不信は、善法に対しては「忍せず」等ですが、染法に対しては、邪に忍し、楽い、欲するわけですね。熟語ですと、邪勝解・邪欲になります。
思いだしていただければ、「諸の我執に略して二種有り。一には倶生、二には分別」。我執は何を依り所として起こってくるのか。倶生は「無始の時よりこのかた虚妄熏習(こもうくんじゅう)の内因力」に依り、分別は「現在の外縁の力にも由るが故に。邪教と及び邪分別とを待って、然(しこう)して方に起こる」と説かれていました。
不信で代表されますが、諸煩悩の根っこは我執なんですね。「邪」は二つに分ける。分断する。自己中心の主従の関係を築いてきたわけです。「忍する」は勝解のことですから、自己の信念や主張を貫き通し、引き込めることはないということであると、「勝解は引転(いんてん)すべからざるを業と為す」。
私たちは、無始以来ですね、染法を依り所として輪廻したきたわけです。
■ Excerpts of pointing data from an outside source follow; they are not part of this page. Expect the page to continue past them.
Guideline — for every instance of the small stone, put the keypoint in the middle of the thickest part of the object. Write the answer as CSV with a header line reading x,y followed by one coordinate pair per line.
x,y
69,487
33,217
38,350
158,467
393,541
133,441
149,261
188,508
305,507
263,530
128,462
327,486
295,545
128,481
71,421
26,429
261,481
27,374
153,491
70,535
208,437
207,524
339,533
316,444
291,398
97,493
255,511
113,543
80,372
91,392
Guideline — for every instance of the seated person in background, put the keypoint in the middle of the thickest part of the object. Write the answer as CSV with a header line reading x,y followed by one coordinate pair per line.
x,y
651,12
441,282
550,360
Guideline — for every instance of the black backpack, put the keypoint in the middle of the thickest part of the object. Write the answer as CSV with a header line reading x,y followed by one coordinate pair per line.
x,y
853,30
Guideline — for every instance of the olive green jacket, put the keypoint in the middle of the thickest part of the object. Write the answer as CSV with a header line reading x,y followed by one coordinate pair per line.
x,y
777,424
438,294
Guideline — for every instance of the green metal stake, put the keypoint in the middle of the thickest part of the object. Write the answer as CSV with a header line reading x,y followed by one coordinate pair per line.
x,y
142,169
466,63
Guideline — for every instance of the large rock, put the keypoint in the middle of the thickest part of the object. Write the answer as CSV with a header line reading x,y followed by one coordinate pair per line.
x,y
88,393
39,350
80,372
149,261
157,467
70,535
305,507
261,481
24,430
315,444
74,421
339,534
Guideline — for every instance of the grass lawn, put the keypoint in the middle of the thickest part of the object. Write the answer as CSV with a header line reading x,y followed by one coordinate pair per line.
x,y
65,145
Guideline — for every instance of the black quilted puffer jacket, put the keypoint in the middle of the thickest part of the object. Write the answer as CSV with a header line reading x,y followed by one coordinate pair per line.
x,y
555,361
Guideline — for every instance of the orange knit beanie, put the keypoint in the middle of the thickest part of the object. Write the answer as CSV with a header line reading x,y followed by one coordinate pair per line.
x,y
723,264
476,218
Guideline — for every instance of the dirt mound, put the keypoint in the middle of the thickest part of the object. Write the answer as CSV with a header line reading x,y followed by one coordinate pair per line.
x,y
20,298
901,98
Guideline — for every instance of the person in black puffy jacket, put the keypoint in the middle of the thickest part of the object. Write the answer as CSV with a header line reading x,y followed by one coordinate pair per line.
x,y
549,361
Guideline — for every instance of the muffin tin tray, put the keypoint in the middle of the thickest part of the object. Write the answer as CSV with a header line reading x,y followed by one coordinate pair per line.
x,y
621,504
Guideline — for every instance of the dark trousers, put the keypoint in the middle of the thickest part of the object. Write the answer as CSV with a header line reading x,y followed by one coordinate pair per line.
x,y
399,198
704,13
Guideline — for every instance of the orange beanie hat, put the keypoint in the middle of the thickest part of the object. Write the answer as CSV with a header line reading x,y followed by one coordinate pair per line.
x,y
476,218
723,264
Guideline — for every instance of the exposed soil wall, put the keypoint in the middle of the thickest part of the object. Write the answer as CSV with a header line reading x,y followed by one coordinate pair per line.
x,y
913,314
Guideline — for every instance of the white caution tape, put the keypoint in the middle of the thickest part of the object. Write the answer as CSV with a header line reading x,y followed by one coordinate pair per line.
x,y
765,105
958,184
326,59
自分が絶対者なんです。他に絶対者はいないんですよ。どうでしょうか。すべての事柄に対し自分の意思で裁いてはいませんか。僕は、この世の中で、絶対君主であり、君たちは臣下である、と。依り所を転ぜよ、と云われますが、転ずることが出来ない自分に遇うことが大切なことなんではと思いますね。
本題に戻ります。
染法に対して働いていますから、邪に忍し(邪勝解)、邪に楽し、邪に欲し(邪欲)は、不信とは別の自性を持つもので、これは不信の自性ではないということになります。では、別の自性とは何かといいますと、これが本科段のテーマであります、不信の因と果になるわけです。
つまり、不信の対象は、実有・有徳・有能という善法であり、この善法に対して不忍・不楽・不欲するのが不信の自性なんですね。
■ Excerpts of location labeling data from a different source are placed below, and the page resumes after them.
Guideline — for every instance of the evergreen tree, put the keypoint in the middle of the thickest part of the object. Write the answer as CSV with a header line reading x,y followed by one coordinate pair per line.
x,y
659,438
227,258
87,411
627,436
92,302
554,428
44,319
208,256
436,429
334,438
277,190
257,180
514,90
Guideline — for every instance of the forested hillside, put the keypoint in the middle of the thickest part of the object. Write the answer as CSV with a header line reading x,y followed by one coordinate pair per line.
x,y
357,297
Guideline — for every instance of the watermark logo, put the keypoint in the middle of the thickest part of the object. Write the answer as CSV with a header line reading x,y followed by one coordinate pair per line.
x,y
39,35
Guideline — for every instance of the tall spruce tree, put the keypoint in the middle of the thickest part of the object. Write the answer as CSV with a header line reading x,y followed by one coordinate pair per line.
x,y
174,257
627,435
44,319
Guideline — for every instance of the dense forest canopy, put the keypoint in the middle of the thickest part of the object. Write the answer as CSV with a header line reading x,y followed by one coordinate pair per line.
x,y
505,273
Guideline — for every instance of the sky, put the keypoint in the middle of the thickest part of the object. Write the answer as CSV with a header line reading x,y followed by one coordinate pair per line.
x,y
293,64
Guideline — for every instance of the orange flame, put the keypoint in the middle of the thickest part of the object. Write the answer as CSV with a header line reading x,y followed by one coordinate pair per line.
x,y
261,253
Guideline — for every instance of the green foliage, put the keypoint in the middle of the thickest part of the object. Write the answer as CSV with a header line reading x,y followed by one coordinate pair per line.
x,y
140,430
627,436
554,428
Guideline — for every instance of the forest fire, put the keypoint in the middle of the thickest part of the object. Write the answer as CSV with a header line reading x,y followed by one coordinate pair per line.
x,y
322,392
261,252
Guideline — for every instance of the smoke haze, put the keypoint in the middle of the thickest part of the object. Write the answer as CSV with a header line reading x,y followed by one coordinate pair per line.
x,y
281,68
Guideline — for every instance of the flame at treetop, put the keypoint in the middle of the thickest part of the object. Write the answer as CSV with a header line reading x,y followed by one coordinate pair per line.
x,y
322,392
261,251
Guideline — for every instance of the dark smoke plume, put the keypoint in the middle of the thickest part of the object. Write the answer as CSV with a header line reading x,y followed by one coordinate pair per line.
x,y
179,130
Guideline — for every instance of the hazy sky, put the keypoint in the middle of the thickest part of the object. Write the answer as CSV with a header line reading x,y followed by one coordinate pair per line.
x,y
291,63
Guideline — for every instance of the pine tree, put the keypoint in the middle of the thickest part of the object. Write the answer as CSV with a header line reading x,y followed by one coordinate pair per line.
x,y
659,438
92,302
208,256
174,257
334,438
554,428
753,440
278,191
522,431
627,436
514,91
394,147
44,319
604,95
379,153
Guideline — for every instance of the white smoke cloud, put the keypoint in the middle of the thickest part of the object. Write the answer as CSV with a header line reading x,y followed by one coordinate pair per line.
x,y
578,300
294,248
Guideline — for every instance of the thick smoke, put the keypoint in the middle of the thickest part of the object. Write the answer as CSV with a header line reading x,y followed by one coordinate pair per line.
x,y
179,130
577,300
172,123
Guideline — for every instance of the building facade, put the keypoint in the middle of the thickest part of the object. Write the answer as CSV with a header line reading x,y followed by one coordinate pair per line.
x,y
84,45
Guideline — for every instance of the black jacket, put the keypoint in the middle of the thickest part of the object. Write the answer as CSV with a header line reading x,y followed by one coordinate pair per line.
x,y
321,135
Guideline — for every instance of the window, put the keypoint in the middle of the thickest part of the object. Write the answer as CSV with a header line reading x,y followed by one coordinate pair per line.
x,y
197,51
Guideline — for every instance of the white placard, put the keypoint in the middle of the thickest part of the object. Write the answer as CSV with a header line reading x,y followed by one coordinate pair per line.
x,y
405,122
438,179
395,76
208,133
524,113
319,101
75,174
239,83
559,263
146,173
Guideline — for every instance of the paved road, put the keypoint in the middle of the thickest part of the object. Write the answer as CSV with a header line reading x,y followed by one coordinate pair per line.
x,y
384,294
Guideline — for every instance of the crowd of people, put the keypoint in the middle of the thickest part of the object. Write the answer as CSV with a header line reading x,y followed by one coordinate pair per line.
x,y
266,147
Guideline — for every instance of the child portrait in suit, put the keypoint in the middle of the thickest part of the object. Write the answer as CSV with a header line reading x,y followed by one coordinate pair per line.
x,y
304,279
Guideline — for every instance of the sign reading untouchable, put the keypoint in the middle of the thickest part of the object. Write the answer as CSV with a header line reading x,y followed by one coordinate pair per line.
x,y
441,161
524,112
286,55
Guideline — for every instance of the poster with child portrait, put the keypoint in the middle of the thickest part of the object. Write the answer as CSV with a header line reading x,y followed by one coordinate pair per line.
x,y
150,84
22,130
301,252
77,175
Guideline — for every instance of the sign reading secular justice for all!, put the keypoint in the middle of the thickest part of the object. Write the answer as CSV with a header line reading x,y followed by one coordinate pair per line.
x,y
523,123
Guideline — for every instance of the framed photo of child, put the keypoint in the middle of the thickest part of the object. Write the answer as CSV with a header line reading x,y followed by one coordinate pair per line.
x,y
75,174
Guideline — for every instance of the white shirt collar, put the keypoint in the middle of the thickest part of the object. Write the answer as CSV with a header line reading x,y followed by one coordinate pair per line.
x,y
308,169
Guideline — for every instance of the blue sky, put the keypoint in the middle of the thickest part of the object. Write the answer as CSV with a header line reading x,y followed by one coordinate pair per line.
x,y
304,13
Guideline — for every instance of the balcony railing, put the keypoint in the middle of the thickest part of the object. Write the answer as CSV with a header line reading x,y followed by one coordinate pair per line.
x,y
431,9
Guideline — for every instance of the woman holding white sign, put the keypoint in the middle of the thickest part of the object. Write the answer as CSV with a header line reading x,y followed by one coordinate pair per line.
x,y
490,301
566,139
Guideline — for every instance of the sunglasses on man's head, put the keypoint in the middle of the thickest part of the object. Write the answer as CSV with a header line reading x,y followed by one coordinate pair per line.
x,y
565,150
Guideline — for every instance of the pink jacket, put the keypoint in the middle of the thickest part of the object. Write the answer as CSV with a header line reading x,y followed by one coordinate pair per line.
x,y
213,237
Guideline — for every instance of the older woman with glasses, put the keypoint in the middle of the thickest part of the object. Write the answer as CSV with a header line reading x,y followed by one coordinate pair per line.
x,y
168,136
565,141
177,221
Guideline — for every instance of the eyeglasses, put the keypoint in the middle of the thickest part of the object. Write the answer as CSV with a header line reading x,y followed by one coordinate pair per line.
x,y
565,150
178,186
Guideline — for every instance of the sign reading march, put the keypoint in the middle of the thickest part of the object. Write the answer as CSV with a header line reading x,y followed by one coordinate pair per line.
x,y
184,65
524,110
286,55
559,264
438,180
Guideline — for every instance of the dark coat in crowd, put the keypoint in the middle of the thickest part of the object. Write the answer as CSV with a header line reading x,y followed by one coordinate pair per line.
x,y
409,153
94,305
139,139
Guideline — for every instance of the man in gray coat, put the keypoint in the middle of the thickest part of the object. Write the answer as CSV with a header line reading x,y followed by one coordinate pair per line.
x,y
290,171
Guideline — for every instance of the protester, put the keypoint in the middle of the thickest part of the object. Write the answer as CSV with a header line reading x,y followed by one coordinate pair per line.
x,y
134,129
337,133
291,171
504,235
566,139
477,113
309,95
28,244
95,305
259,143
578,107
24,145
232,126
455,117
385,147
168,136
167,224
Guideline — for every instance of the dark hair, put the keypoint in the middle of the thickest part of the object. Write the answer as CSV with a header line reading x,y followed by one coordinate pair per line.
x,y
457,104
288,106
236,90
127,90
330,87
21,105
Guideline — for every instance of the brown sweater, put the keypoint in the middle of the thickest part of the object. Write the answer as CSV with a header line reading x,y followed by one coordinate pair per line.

染法に対して、邪に忍する(邪勝解)が不信の因になり、邪に楽い、邪に欲するが不信の果ということになります。邪勝解という刃を振りかざしますから無茶をいうわけです。
三帰依文をみますと、「至心に三宝に帰依し奉るべし」と拝読していますね。
本願文ですと、「設我得佛、十方衆生、至心信樂、欲生我國、乃至十念。若不生者、不取正覺。」(十八願文)
成就文には、「諸有衆生、聞其名號、信心歡喜、乃至一念。至心回向。願生彼國、即得往生、住不退轉」
親鸞聖人は、願文では「心を至し信楽して我が国に生まれんと欲うて」と読まれ、成就文では「至心に回向せしめたまえり」と、如来回向の願成就として受け止められています。
衆生の立場からですと、忍するということが信の因になり、楽うことと欲することが信の果になるわけですが、衆生の立場からですと、「忍する」ということは出て来ないと宗祖ははっきりさせられたんでしょう。
信の因は如来回向の果、つまり如来還相回向によって衆生の往相回向が成り立つのでしょう。往還二回向が成就文で語られる信楽の自相なんでしょう。そこに果相としての至心が頂けます。果相は異熟ですね。異熟はすべてを受け止めている心、そういう心を至心として頂いているのですね。ですから至心は大切なことを語っているのですね。無分別智なる円成実性なんです。これによって願生浄土という欲生心が生まれてくるのでしょう。
信の自相は、「忍する」ことを因とし、楽うこと、欲することを果とするものと教えらています。
「至心」というときは、「すべてを引き受けた今があるんだ」「自分の人生で何一つ無駄は無かった」という叫びなんでしょう。これは如来の大悲心に触れ得た感動の叫びですね。このことに違逆しているのが私の実相です。不信の自相になります。
善法に対して、忍せず、楽わず、欲しないこと、これが不信の自相なんです。求道心の無い相ですね。
そして、不信の因果は、
染法に対して、忍することを因とし、楽うこと、欲することを果としています。自己中心の生き方になりますね。